On the morning of Sept. 1, 1996, Mike Vranic woke up and prepared to cheer on the Cleveland Browns, like he always did. He threw some beer and hot dogs in his car and headed to Cleveland Municipal Stadium, like he always did. He arrived at the Muni Lot and, along with his brother-in-law, settled in for some Sunday tailgating, like he always did.
There was only one problem: The Browns were in Baltimore that day, after Art Modell stole them and called them the Ravens.

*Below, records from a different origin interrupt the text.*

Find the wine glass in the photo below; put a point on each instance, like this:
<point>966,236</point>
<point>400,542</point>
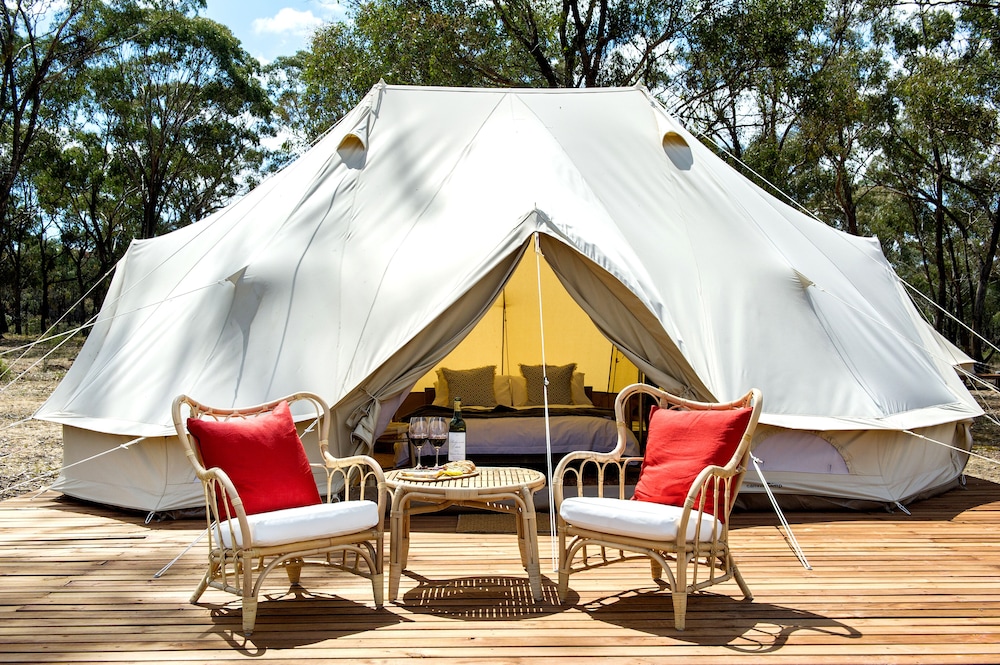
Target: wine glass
<point>438,434</point>
<point>418,433</point>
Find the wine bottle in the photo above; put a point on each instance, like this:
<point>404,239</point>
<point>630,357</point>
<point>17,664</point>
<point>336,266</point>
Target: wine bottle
<point>456,434</point>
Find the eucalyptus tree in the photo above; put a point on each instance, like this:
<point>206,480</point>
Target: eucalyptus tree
<point>44,45</point>
<point>183,112</point>
<point>941,158</point>
<point>499,43</point>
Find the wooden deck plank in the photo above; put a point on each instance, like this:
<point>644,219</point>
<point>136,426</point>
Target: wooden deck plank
<point>77,585</point>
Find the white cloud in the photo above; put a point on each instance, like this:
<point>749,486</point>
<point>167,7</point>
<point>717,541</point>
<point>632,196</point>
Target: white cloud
<point>334,11</point>
<point>287,21</point>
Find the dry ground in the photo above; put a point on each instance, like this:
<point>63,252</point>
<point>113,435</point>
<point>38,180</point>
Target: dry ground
<point>31,451</point>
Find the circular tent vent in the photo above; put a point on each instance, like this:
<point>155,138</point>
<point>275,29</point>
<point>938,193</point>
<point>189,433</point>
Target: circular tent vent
<point>677,150</point>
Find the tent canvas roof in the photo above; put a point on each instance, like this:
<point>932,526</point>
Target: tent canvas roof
<point>362,264</point>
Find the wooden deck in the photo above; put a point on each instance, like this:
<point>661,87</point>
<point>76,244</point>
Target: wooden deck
<point>77,586</point>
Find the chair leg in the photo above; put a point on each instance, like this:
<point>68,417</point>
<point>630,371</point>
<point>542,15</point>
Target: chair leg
<point>680,608</point>
<point>249,615</point>
<point>294,570</point>
<point>201,587</point>
<point>738,576</point>
<point>378,582</point>
<point>562,589</point>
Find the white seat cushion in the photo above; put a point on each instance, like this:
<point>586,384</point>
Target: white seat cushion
<point>637,519</point>
<point>322,520</point>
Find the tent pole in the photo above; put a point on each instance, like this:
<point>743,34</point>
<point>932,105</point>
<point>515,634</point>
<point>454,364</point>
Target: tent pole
<point>790,537</point>
<point>545,404</point>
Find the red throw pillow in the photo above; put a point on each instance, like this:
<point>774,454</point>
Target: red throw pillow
<point>682,443</point>
<point>263,456</point>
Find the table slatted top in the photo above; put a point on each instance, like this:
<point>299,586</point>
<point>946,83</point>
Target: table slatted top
<point>497,478</point>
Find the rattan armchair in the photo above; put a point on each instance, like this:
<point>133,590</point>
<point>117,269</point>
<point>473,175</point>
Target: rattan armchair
<point>689,540</point>
<point>254,528</point>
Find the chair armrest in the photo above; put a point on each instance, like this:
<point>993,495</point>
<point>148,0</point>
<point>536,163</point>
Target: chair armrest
<point>356,472</point>
<point>214,480</point>
<point>608,470</point>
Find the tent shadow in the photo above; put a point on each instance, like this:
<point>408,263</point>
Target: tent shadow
<point>742,626</point>
<point>974,494</point>
<point>481,598</point>
<point>294,618</point>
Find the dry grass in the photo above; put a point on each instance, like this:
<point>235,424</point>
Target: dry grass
<point>31,451</point>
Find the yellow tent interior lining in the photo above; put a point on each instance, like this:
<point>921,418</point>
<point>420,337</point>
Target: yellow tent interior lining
<point>510,334</point>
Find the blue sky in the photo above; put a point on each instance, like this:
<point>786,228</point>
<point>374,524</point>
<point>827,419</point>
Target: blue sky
<point>270,28</point>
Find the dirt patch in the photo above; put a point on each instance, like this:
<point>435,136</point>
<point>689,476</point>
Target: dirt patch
<point>31,450</point>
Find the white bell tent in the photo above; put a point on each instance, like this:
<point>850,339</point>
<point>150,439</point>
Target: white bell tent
<point>355,271</point>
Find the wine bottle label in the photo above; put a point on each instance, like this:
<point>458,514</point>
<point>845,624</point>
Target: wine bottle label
<point>456,446</point>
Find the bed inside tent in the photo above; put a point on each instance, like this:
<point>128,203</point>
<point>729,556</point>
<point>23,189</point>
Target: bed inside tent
<point>496,371</point>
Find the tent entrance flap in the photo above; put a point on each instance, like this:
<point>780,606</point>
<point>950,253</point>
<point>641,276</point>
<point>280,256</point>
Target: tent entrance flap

"Maybe they can take away our team, but they can't take away our feelings for football. As the [opening weekend] got closer, we knew we couldn't just not go, and miss it," says Vranic, now 48 and living in Willoughby Hills. Nearly 100 people showed up at the Muni Lot that day, the official beginning of a three-year hiatus from Browns football.
Shortly before 1 p.m., the tailgaters locked their cars, walked over to the empty stadium and wandered around. In the coming weeks and years, Browns fans continued to wander, in search of things to fill the void. Vranic turned to college football and the Indians. Fantasy football helped, too. "That's pretty much how we got through," he says.
When the Browns returned, so did Vranic, who continues to purchase season tickets despite just two winning records since 1999. "It's really strange. There's such a strong pull toward football around here," he says. "It may not be as happy as it used to be, but we'll get through it somehow." Just like we always do.